Trajectory Processing

traj_clean_drift(data[, col, method, ...])

Delete the drift in the trajectory data.

traj_clean_redundant(data[, col])

Delete the data with the same information as the data before and after to reduce the amount of data.

traj_slice(traj_data, slice_data[, ...])

Slice the trajectory data according to the slice data.

traj_smooth(data[, col, proj, ...])

Smooth Trajectory Using Kalman Filter.

traj_segment(data[, groupby_col, retain_col])

Segment the trajectory in order and return the starting and ending information of each segment.

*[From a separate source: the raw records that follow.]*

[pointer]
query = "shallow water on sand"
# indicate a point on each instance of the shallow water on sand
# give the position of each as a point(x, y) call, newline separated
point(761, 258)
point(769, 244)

traj_densify(data[, col, timegap])

Trajectory densification, ensure that there is a trajectory point each timegap seconds

traj_sparsify(data[, col, timegap, method])

Trajectory sparsify.

traj_stay_move(data, params[, col, activitytime])

Input trajectory data and gridding parameters, identify stay and move

traj_to_linestring(traj_points[, col, timecol])

Input trajectory, generate GeoDataFrame

traj_mapmatch(traj, G[, col])

Nearest map matching: Find the nearest point on the road network for each trajectory point.

traj_length(move_points[, col, method])

Calculate Trajectory Length.

_images/trajs.png
transbigdata.traj_clean_drift(data, col=['VehicleNum', 'Time', 'Lng', 'Lat'], method='twoside', speedlimit=80, dislimit=1000, anglelimit=30)

Delete the drift in the trajectory data. The drift is defined as the data with a speed greater than the speed limit or the distance between the current point and the next point is greater than the distance limit or the angle between the current point, the previous point, and the next point is smaller than the angle limit. The speed limit is 80km/h by default, and the distance limit is 1000m by default. The method of cleaning drift data is divided into two methods: ‘oneside’ and ‘twoside’. The ‘oneside’ method is to consider the speed of the current point and the next point, and the ‘twoside’ method is to consider the speed of the current point, the previous point, and the next point.

Parameters:
  • data (DataFrame) – Data

  • col (List) – Column names, in the order of [‘VehicleNum’, ‘Time’, ‘Lng’, ‘Lat’]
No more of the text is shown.